I don't see a reason why it should be preceded with anything at all. Your compiler/editor will do the job for you.
Well I understand what you are asking here. Its good to remember that the variable names only affect the size of the text file and the time it took you to write that. But do remember that variable names and pointer names and function names etc.. all get lost in translation to machine code by the GNU GCC compiler. The final thing that will be stored in .o or .exe will be 0s and 1s, so you shouldn't worry about names being to big :)
Well pointers are most often used for things that are allocated dynamically, and/or functions.
In the case of dynamic allocation, you can just precede it with ptr, if you're insistent on using this notation. In the case of functions, fun works just as well.
There are two critical points here that I would like to atempt to distill out:
The length of a variable name has no impact on the space allocated for the data in the final compiled C/C++ program as the compiler comes up with its own names for variables.
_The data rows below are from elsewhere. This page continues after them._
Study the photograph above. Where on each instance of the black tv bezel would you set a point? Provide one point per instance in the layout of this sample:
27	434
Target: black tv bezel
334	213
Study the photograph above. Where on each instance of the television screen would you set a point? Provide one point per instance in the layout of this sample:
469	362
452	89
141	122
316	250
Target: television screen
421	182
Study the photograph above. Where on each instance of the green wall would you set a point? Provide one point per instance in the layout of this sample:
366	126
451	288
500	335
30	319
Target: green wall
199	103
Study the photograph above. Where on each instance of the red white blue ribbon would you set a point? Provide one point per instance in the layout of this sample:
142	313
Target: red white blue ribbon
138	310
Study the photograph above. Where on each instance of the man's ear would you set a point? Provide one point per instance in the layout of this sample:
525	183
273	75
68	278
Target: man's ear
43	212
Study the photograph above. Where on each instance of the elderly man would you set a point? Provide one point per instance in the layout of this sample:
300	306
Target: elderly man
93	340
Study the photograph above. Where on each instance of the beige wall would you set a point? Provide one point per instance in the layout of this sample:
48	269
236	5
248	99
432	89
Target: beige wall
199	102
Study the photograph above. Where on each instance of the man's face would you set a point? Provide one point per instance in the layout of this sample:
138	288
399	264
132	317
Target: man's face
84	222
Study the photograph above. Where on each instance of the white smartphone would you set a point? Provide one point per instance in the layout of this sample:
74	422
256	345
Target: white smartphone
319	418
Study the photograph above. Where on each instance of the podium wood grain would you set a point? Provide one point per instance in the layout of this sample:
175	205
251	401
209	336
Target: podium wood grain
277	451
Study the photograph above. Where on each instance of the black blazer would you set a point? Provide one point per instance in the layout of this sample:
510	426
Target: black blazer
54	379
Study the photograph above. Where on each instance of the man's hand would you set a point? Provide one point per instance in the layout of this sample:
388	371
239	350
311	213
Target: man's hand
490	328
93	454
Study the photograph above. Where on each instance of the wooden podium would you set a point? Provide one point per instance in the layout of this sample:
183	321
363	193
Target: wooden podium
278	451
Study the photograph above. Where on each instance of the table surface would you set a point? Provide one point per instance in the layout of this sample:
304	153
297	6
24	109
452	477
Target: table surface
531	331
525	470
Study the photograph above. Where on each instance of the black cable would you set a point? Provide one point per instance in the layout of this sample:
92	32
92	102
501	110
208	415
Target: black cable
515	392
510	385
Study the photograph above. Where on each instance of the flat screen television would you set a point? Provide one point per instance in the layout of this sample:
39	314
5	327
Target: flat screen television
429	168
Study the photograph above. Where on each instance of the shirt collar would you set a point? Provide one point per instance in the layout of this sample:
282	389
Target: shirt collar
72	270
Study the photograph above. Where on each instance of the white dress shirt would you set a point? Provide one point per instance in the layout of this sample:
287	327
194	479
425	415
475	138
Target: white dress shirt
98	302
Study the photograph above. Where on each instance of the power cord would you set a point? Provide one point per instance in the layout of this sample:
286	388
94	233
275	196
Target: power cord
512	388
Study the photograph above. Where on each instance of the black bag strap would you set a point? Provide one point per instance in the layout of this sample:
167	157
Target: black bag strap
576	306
N.B. Some compilers, especially the older ones, may only recognise the first few letters of a variable name so having very long overly complicated variable names in your source code may lead to clashes
Also, if you create symbol files for debugging they will contain all your variable names so will become unecessarily large but this might not significantly slow down debugging, I've never checked!
The space needed to store a pointer may indeed be larger than the space needed than the data pointed to but there are still circumstances in which you may wish to use them in any case. For instance in an architecture such as COM where the practise is that functions return only a result code (success or failure) and all data that is changed is done through pointers passed on the stack:
/*
pszString could be pointing to only one character which
is less space than the pointer
*/
HRESULT OneLetterSplat(char * pszString)
{
*pszString = 'a';
return SUCCESS
}